At issue here, first and foremost, is hidden bias in data sets, a problem for any company using AI to power-up daily operations. That includes Amazon, which had put AI in charge of preprocessing resumes. Trained with 10 years worth of various resumes, the system was unintentionally biased against women applying for tech positions. With the rising adoption of machine learning models in various industries, the transparency of artificial intelligence will be on the rise. The issue of countering bias unconsciously developed within datasets and taken by machine learning models as truth incarnate is being discussed seriously by tech giants like Salesforce. The machine learning community has also taken up the problem: there is a Kaggle competition aimed at building unbiased and cultural context-agnostic image recognition models to use in computer vision.

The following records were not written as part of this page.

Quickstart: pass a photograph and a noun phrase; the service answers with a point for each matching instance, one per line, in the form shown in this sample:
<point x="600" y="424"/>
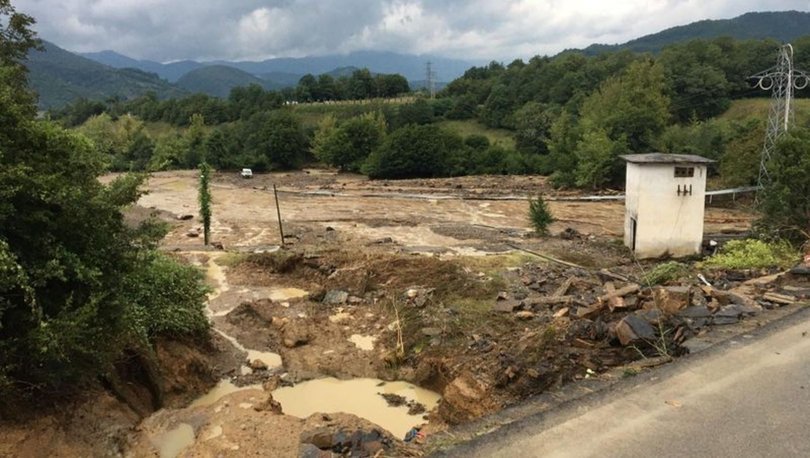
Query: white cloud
<point x="480" y="29"/>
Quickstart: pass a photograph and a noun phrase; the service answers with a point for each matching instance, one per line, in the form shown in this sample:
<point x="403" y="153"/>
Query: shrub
<point x="753" y="254"/>
<point x="540" y="215"/>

Finally, as I alluded earlier, the question of who is responsible for actions taken by AI-powered devices and the famous trolley problem are both moving to the fore. If a self-driving car had a choice, should it hit an elderly person or a child? Focus on saving the life of a driver or a person walking by? According to a global study, the answers depend heavily on the culture the responder grew up in. When facing the extreme situation of a car accident today, it is the driver who is solely responsible for his or her choices. When the car is autonomous, however, and controlled by a virtual agent, all the choices are made by a neural network, which raises some very unsettling questions.
Of course, such problems are not confined to the realm of autonomous vehicles. Machine learning-powered applications are getting more and more attention as a tool for supporting medical treatment. Medical data is expected to rise at an exponential rate, with a compound annual growth rate of 36%. Considering the high level of standardization within diagnostic data, medical data is ripe for utilizing machine learning models, which can be employed to augment and support the treatment process.
When thinking about AI trends 2019, bank on more transparent and socially responsible models being built.
The take-away – the social context will be central to AI trends 2019
No longer are AI and machine learning confined to pure tech; they now have an impact on entire businesses and the whole of society. The common comparison with the steam engine revolution is an apt one – machine learning models will digitally transform both big and small business in ways never before seen.
Given that, picking AI trends 2019 only by selecting technology would be to miss a vital aspect of ongoing changes. That is, they are as ubiquitous as they are far-reaching.